De entre a incrível lista de discos históricos que Jorge Ben lançou, África Brasil representa um marco incontornável.
África Brasil é o décimo quarto álbum do carioca Jorge Duílio Lima Meneses, um dos maiores ícones da música brasileira (e, quiçá, mais além). Assumindo o nome artístico de Jorge Ben e posteriormente em Jorge Ben Jor, começou a contribuir para o espólio da MPB no longíquo ano de 1963, com Samba Esquema Novo. Em pleno apogeu da bossa nova, Jorge Ben soube entrelaçar a forma delicada de cantar de João Gilberto com a ginga que pululava no morro, imiscuindo samba e violão como só ele sabe.

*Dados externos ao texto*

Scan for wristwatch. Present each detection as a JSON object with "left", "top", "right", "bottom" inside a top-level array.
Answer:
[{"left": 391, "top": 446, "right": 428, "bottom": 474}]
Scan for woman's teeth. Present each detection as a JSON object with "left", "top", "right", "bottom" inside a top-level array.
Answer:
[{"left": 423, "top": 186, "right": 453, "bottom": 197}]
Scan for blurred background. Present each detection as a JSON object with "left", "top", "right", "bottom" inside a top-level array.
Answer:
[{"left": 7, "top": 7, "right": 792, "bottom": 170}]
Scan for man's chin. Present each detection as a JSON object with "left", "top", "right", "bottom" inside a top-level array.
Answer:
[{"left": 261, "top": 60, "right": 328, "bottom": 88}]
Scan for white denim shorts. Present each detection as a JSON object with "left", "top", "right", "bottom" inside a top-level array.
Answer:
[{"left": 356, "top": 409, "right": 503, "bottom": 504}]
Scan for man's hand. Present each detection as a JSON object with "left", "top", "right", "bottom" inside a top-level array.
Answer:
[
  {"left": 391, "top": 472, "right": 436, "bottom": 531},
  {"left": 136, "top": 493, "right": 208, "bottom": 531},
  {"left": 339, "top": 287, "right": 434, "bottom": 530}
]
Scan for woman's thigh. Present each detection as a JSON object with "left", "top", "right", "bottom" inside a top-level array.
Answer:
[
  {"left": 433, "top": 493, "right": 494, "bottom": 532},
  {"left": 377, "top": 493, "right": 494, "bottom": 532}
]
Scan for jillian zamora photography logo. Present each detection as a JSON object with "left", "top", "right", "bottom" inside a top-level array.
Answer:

Fast forward para treze anos mais tarde e eis que o violão ficou no canto do estúdio, aparecendo no seu lugar de forma definitiva a guitarra elétrica. Conjugando filosofia, história e futebol nas suas letras, Jorge Ben faz o seu trabalho de alquimista, transformando em ouro o seu labor como artesão sonoro. A lista de personagens que “aparecem” em África Brasil vai de Alexandre, o Grande a Zico, de um mítico Hermes Trismegisto a Xica da Silva, de Zumbi ao par Shah Jahan e a sua adorada Mumtaz Mahal, a batedeira de Jorge Ben tudo permite. Tal como as sonoridades que Jorge Ben trouxe para o disco.
Com mudança de produtor (Paulinho Tapajós, que vinha trabalhando como produtor nos álbuns anteriores, foi substituído por Marco Mazzola) e com o recrutamento de três nomes que começavam a aparecer na cena musical brasileira, o salto qualitativo foi evidente. O pianista José Roberto Bertrami, que já havia gravado com artistas como Raul Seixas, Rita Lee e Elis Regina, contribuiu nas faixas orquestradas com o sintetizador, instrumento que foi posteriormente utilizado largamente nos discos de Ben na década de 80. O saxofonista Oberdan Magalhães fundou um ano depois o grupo de música soul brasileira instrumental Banda Black Rio, dando a África Brasil o seu vigor afro-brasileiro. Por fim o baterista Wilson das Neves é, só por si, uma pérola.
Percorrendo o tracklist do álbum damos connosco a salivar com a quantidade de canções marcantes até aos dias de hoje, casos de “Taj Mahal”, “Ponta de Lança Africano”, “Xica da Silva”, “O Filósofo”, não dá para parar. Mesmo as mais escondidas/desconhecidas são pequenas preciosidades que Jorge Ben partilhou com a humanidade, “Camisola 10 da Gávea” dedicada a uma performance estonteante de Arthur Antunes Coimbra no mítico estádio do Flamengo é mais um exemplo. “Meus Filhos, Meu Tesouro” é um samba onde a cuíca domina o ritmo, um groove que tresanda a suor de Carnaval.
Por fim e para fechar com chave de ouro, neste disco Jorge Ben refaz a música “Zumbi” (previamente lançada em A Tábua de Esmeraldas) como “Africa Brasil (Zumbi), em uma versão bem mais abrasiva, com a voz oscilando entre a angústia e a raiva, seminal para novas correntes como rap e hip hop que iriam começar a aparecer uns aninhos depois. A herança afro-brasileira foi mostrada em plena ditadura com todo o seu vigor e passada adiante como uma tocha olímpica para outros que a carregaram mais à frente.